The Triple Aim Program (TAP) focuses on “improving the patient experience, improving population health and lowering per capita health care costs.” Berwick claims that all three are achievable not through consumer driven healthcare. In various speeches and slide presentations, Berwick claims there are isolated examples of private health plans delivering quality care at a lower cost through something he calls an “integrator.” Berwick believes that America provides far less health for too few people at twice the cost as Europe and Canada. The Triple Aim is Berwick’s master plan to remake American healthcare into Britain’s National Health Service.

In advancing TAP Berwick often invokes Garrett Hardin’s Tragedy of the Commons, which held that people seeking their own self-interest will deplete limited resources. As Hardin wrote: “Freedom in a commons brings ruin to all.” In his grand scheme the “integrator” in TAP will save us from ourselves.

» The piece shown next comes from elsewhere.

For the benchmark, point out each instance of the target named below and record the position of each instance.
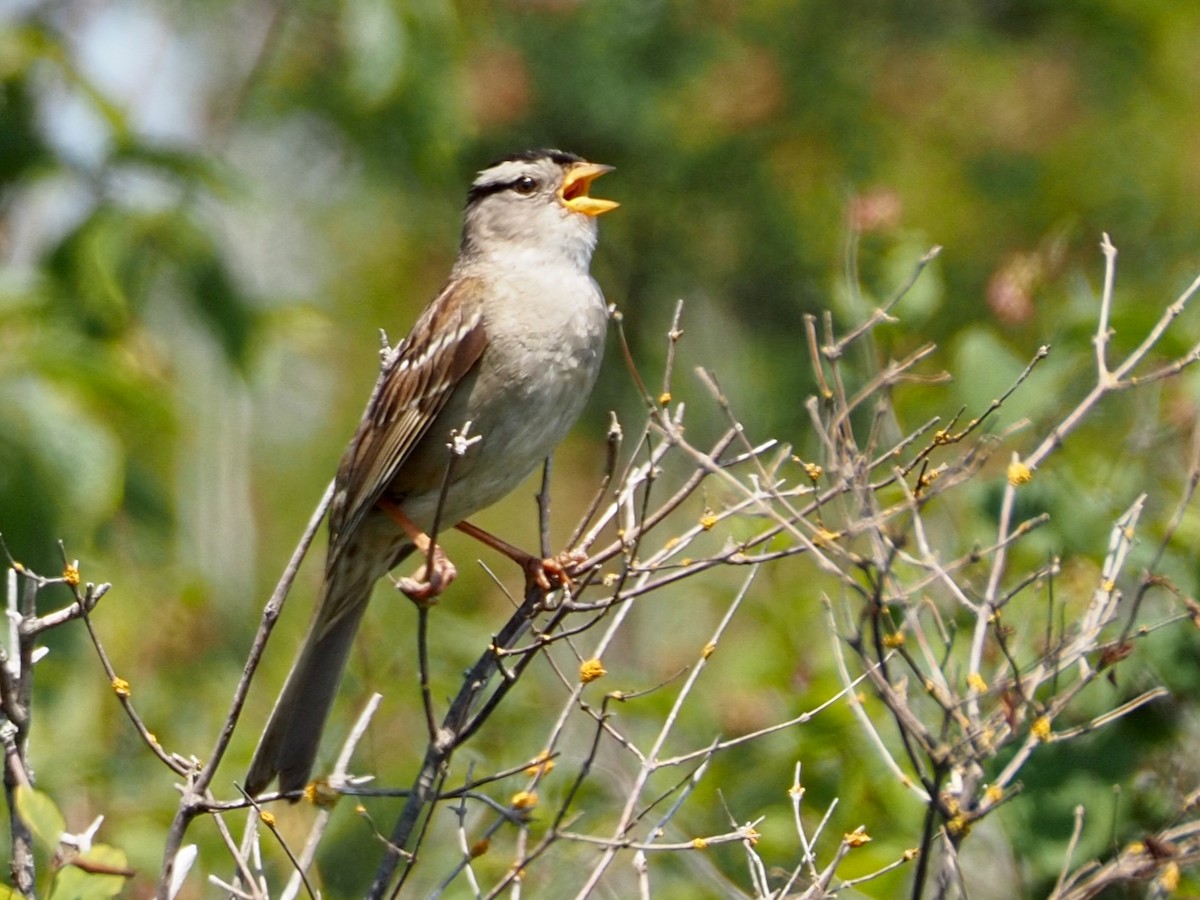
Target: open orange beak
(574, 192)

The Triple Aim is the organizing principle of Berwick’s work at CMS. Indeed, it is rumored he was hard at work with CMS and other administration officials before the President rammed through his recess appointment without any confirmation hearing. Absent a congressional hearing where records, emails, pay stubs, etc., are made available, the extent of Berwick’s involvement — if any at all — is unknown.

What is evident is that Berwick arrived at CMS with the resources and individuals needed to rapidly implement TAP already allocated according to plan. Over $1 billion was allocated for comparative effectiveness research. The money is intended to compare high cost to low cost treatments and identify geographic differences in spending. The Dartmouth Atlas claims that nearly one third of all health care treatments are unnecessary. That’s TAP’s underlying assumption even though the Dartmouth map fails to control for differences in patient needs or degree of illness. Indeed, one specific TAP goal is to eliminate regional variations in per capita healthcare spending by bringing spending down to what it is in Dartmouth’s lowest spending region.

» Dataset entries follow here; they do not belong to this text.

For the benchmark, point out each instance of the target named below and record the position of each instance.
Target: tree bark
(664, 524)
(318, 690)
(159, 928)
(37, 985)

While there is great debate about the validity of the Dartmouth approach, there is no CER money for such discussion. Rather, as is the way of Washington, 90 percent of the $1.1 billion in CER funding will go to confirming the Dartmouth-TAP ideology. And 90 percent of the CER money — controlled by Berwick and the Agency for Health Research and Quality (AHRQ) — is going to individuals and organizations that have either received it in the past, help AHRQ decide who gets money, or were part of the Obama administration’s “expert” panel that determined that CER money should be spent on, well, what the money is being spent on. Berwick knows, has worked with, or funded all these individuals and groups in the past. That is not just collusion requiring investigation of AHRQ and other agencies funding CER. It also reflects how Berwick, Team Obama, and various “stakeholders” use federal grants as patronage to reward “friends” and punish anyone who doesn’t agree that CER can save the planet.

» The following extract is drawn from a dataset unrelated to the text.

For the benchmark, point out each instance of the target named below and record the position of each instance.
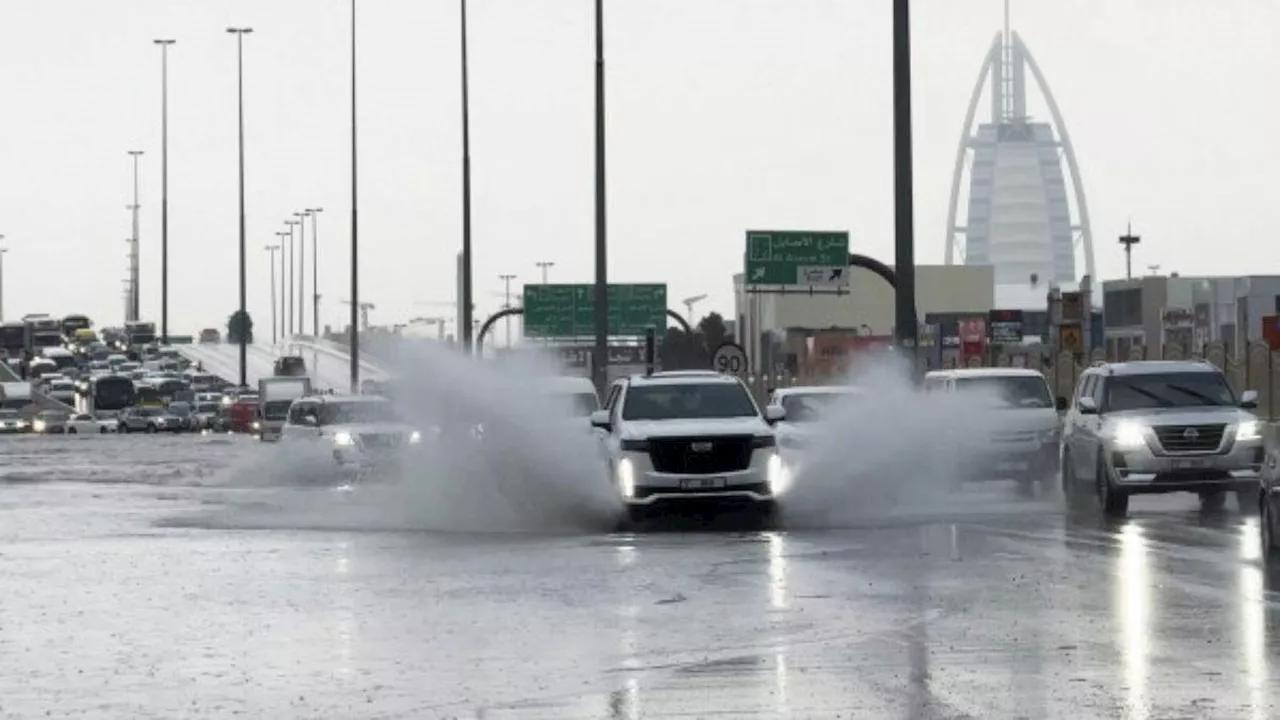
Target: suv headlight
(1248, 429)
(1128, 434)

Initially Berwick and the Medicare bureaucracy will use CER to reinstate something called the “least costly alternative” (LCA) policy. This policy — struck down by a federal appellate court — allowed Medicare to pay for the cheapest version of a product it regarded just as effective as other products. The court said Medicare was denying necessary care as defined by the doctor. Now Medicare wants Congress to rewrite the law to reintroduce LCA based on CER and through decision-making guidelines developed by the Dartmouth group (for a huge profit).

Berwick once said: excellent health care is by definition redistributional. And ultimately, CER will be used to steer health spending into what Obamacare regards as valuable. Berwick’s close Dartmouth associate Jonathan Skinner wrote CER can be used for “reallocating resources from cost-ineffective treatments for late-stage pancreatic cancer to cost-effective treatments for diabetes may improve health outcomes in the aggregate but not for patients with late-stage pancreatic cancer. “

Under TAP, late stage pancreatic cancer patients will just have to take one for the commons. That is, unless Congress pulls the plug on CER, TAP, and Berwick, in that order. Doing so will gut Obamacare while allowing the development of better approaches to bringing affordable coverage to those most in need.